Escribir un libro es un proceso complejo, que a menudo toma bastante tiempo. Es una tarea que se realiza en solitario, buscando el silencio, la concentración en el texto y en la historia.
La inspiración es solo la “chispa” que enciende las ganas de crear.
No basta con tener una idea sólida sobre el contenido, sino hay que determinar cómo se comenzará, cómo se continuará y cómo se concluirá, para que todo quede “redondo”, con lógica.
Aunque un autor escriba un libro porque “siente” el impulso interior irrefrenable de hacerlo, también debe pensar en los capítulos, en los párrafos, y revisar en forma exhaustiva cada línea, para evitar reiteraciones de palabras o conceptos.
Quizás existen escritores que arman sus textos de una sola vez y terminan rápidamente su obra, sin mirar atrás.

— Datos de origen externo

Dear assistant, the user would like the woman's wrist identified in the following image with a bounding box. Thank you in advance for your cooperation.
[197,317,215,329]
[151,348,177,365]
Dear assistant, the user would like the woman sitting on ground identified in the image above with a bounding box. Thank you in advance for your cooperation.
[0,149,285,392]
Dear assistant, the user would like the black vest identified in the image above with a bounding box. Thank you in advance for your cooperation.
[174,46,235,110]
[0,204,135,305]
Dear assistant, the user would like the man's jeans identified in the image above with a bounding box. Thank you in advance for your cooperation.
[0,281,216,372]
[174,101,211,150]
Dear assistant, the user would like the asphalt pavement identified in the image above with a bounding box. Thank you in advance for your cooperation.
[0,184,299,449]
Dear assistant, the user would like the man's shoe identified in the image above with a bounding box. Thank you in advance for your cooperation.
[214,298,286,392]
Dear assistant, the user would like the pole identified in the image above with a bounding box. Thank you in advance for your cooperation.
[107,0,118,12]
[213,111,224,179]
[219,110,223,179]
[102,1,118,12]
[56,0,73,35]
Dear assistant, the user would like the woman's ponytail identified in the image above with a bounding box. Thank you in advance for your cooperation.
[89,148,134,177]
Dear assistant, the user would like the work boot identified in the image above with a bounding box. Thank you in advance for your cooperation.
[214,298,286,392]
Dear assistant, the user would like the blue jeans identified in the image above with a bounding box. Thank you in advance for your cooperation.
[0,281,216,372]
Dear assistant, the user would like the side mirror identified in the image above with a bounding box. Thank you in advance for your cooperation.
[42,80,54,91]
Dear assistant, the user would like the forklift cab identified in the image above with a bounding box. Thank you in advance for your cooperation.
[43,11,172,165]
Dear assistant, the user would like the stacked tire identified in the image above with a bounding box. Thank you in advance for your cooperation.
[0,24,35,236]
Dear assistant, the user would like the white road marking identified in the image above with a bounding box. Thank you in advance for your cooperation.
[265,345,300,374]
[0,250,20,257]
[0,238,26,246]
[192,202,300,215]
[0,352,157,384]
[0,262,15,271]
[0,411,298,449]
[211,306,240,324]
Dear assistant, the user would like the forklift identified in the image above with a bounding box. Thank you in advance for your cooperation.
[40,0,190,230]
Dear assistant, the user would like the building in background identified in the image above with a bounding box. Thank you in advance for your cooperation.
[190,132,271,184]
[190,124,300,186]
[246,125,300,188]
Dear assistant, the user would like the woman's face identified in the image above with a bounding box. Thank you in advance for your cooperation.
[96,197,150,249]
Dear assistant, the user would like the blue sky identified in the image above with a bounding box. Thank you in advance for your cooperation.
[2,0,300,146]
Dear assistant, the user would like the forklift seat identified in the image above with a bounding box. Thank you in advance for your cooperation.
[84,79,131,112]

Pero, si los hay, deben ser los menos. Un libro es como una escultura. Se construye de a poco, corrigiendo los detalles.
Por ejemplo, “Platero y yo”, del español Juan Ramón Jiménez, que es un clásico de la literatura, se lee con tanta fluidez como si las palabras le hubieran surgido en forma espontánea.
Para mí fue una sorpresa saber que examinó, revisó y corrigió el texto innumerables veces. Igual que hizo Beethoven con su inmortal Quinta Sinfonía.